Versatile soba noodles are made from naturally gluten-free buckwheat, a superfood that Whole Foods recently predicted will be one of the top 10 food trends of 2024. Eaten hot or cold, soba noodles are a delicious way to enjoy the many health benefits of buckwheat.

Spotlight on Knife-Cut Noodles

If you think making noodles is as simple as mixing flour and water, you technically wouldn’t be wrong. But, as the recent meteoric rise of squiggly noodles illustrates, some noodles are far more than the sum of their ingredients. Knife-cut noodles, or “dao xiao mian,” have surged in popularity since Trader Joe’s began selling a quick-cooking, air-dried version. The style of noodles isn’t new – A-Sha Foods has been selling a version of them in the U.S. since the 1990s – but once they hit TJ’s shelves, the internet was all over them.

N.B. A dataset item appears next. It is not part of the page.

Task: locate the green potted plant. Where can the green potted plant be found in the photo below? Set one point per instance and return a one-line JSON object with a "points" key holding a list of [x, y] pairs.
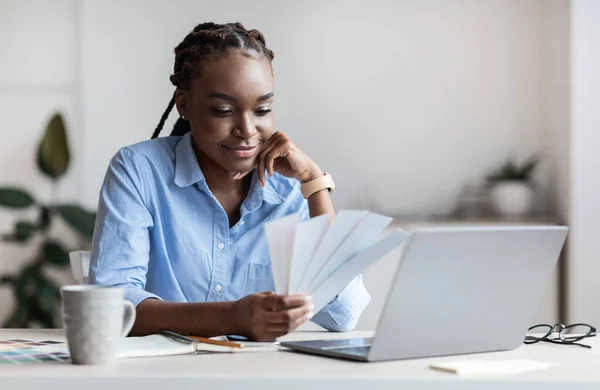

These popular noodles are made using a mechanical process, but they’re meant to be eaten like the traditional Shanxi-style knife-cut noodles that are painstakingly made by hand. Trader Joe’s Squiggly Knife Cut Style Noodles, as well as a Momofuku-branded version made by A-Sha, are quick to cook, and they come with their own convenient and easily upgradeable packet of sauce.

The Future of Asian Noodles in America

The wildly popular knife-cut noodles dominating TikTok aren’t just a blip. A glance at industry trends shows that Americans can’t seem to get enough of Asian noodle dishes. Indeed, the noodle market is projected to continue growing over the next few years, largely thanks to noodles’ status as affordable and convenient staples.

So, what Asian noodles are you making next? While you’re experimenting, you can noodle over the fact that Momofuku Ando attributed his long life – living to the ripe age of 96 – in large part to a daily diet of the instant ramen he invented.